A beggar covered in fake wounds (‘Capon’).
A beggar who mimics a disease or wounds to make charitable people feel sorry for them (‘Franc-mitou’).
Beggars who claim public charity under the pretence of having been victims of fires (‘Rifodé’).
Here is another example of Shoberl’s bowdlerization. The original French says, ‘“Gare les femmes grosses!” criaient les écoliers. “Ou qui ont envie de l’être,” reprenait Joannes’ (45). Hazlitt translates this as follows: ‘“All ye pregnant women, get out of the way!” cried the scholars. “And all that want to be so,” added Joannes’ (I.104). Shoberl, however, omits Joannes’s slightly bawdy comment.
In Shoberl’s text, the chapter is simply called ‘The Bell-Ringer of Notre-Dame.’
Here, manqué carries the meaning of ‘not functioning,’ as well as that of ‘missing’ (‘Manqué’).
‘Immanis Pecoris Custos, Immanior Ipse,’ ‘Une Larme Pour Une Goutte D’eau’ [A Tear for a Drop of Water], and ‘Les Cloches’ in Hugo’s original text.
In this case, in taking a perspective outside the text that knows less than those within, the focalization is external in Genette’s sense as well as Bal’s.
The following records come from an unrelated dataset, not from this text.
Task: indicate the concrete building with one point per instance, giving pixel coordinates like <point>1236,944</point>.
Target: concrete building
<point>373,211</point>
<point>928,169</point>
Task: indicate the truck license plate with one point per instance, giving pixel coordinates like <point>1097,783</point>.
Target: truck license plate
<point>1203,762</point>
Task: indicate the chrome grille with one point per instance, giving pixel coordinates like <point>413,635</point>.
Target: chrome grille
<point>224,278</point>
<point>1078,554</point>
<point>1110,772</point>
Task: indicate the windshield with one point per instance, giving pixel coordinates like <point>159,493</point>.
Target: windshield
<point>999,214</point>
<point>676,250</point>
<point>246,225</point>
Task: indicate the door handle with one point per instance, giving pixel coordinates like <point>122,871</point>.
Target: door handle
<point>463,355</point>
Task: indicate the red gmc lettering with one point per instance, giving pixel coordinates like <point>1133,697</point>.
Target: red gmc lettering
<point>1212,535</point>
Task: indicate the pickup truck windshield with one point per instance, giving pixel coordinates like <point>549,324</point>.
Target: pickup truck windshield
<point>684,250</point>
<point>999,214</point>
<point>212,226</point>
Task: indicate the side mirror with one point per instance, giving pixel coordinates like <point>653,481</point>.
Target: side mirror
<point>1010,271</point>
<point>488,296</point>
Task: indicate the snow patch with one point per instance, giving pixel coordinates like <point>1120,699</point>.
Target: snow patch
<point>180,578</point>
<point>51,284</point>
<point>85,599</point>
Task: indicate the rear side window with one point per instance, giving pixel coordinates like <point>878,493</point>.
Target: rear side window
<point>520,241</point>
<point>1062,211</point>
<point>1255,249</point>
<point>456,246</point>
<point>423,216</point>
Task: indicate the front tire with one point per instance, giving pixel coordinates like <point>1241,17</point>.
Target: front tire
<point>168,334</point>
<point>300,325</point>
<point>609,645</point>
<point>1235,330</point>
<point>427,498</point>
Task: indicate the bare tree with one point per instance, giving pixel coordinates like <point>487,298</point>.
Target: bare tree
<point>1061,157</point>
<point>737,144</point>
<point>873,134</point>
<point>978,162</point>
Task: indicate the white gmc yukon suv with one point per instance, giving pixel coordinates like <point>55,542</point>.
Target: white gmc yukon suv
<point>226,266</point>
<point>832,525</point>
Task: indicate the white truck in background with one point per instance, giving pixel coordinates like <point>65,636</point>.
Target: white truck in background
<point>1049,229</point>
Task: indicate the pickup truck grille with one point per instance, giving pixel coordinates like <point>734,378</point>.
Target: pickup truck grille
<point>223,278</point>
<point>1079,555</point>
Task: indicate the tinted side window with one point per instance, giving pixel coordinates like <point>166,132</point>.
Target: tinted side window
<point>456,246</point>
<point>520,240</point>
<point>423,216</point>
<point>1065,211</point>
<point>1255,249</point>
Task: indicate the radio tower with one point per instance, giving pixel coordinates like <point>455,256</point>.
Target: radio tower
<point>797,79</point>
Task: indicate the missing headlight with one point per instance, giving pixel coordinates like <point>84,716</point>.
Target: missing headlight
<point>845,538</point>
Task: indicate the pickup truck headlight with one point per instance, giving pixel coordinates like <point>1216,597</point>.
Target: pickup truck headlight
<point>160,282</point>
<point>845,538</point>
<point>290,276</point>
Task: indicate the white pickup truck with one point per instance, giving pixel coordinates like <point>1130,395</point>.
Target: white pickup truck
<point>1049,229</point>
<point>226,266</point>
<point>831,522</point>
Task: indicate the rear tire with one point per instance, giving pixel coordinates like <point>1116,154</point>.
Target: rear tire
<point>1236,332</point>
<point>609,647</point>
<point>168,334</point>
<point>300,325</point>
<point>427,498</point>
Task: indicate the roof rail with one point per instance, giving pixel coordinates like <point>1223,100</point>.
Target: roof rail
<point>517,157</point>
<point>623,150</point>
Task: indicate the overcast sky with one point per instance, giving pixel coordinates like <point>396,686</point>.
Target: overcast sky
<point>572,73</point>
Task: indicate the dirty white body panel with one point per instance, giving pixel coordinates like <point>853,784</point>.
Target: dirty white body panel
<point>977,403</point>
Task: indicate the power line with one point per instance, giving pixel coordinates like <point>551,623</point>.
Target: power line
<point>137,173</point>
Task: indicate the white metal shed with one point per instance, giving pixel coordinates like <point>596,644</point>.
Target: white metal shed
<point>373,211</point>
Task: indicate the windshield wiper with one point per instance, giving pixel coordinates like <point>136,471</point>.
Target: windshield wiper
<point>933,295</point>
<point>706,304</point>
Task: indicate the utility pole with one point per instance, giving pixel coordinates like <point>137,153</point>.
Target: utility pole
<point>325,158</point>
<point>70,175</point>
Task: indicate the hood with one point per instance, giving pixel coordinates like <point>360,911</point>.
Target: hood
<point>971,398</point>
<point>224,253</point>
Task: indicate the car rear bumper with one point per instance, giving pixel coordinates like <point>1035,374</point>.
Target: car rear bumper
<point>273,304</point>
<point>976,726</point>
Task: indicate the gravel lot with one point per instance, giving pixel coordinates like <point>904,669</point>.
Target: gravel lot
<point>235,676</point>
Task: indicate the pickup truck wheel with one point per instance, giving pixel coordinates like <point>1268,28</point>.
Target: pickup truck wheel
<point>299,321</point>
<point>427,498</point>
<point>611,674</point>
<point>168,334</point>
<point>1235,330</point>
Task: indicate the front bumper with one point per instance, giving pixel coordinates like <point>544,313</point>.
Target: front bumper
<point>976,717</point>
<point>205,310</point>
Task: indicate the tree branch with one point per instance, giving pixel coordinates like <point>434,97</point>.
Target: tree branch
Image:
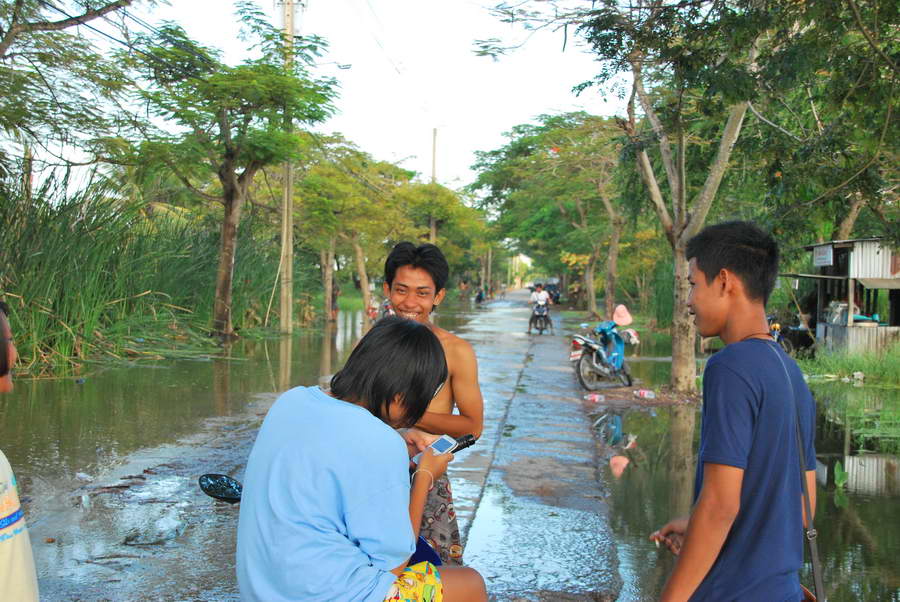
<point>665,148</point>
<point>869,38</point>
<point>88,15</point>
<point>767,122</point>
<point>705,198</point>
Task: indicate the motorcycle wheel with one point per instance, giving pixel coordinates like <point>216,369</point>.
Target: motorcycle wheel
<point>584,370</point>
<point>624,375</point>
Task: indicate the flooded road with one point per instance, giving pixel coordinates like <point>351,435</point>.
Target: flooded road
<point>858,523</point>
<point>109,466</point>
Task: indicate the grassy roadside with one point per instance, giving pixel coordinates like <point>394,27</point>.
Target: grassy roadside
<point>882,367</point>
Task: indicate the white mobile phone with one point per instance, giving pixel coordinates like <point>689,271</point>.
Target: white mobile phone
<point>442,445</point>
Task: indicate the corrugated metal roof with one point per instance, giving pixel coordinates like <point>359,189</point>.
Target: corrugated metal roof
<point>841,242</point>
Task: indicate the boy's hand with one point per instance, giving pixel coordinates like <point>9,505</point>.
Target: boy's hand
<point>417,440</point>
<point>435,464</point>
<point>672,534</point>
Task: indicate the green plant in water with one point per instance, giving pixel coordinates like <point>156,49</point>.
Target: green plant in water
<point>840,476</point>
<point>881,367</point>
<point>90,276</point>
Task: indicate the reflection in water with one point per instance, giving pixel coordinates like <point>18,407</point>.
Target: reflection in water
<point>859,528</point>
<point>52,429</point>
<point>285,355</point>
<point>221,385</point>
<point>327,353</point>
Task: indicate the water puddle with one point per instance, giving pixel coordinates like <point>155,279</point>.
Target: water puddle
<point>858,521</point>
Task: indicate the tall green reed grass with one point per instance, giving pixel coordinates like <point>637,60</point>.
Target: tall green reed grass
<point>879,367</point>
<point>88,276</point>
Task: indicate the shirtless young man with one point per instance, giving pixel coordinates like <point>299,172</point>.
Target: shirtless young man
<point>415,280</point>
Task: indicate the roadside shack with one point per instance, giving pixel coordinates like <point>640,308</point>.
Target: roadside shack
<point>853,277</point>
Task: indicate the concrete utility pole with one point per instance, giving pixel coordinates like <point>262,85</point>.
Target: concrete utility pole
<point>287,198</point>
<point>432,223</point>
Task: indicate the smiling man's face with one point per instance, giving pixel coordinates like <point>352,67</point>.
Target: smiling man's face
<point>412,293</point>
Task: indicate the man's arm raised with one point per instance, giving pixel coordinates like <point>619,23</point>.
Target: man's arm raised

Or, ‘one/we/you could have seen all of this in a flash of lightning.’ I use the French above because Shoberl and Hazlitt’s English translations do not convey the embodied reader here as strongly as Hugo’s original French. Instead of following his usual pattern of highlighting reader presence in the text when Hugo does, Shoberl uncharacteristically translates this part as, ‘This was all done with the rapidity of lightning’ (310). Hazlitt translates it in the passive, saying, ‘the whole might have been seen by the glare of a single flash of lightning’ (III.34).
Hugo’s original French likewise emphasizes uncertainty with words such as ‘semblaient’ and ‘paraissait’ (336).
‘Au moment où c’était le plus effroyable, un rire de démon, un rire qu’on ne peut avoir que lorsqu’on n’est plus homme, éclata sur le visage livide du prêtre’ (478–79).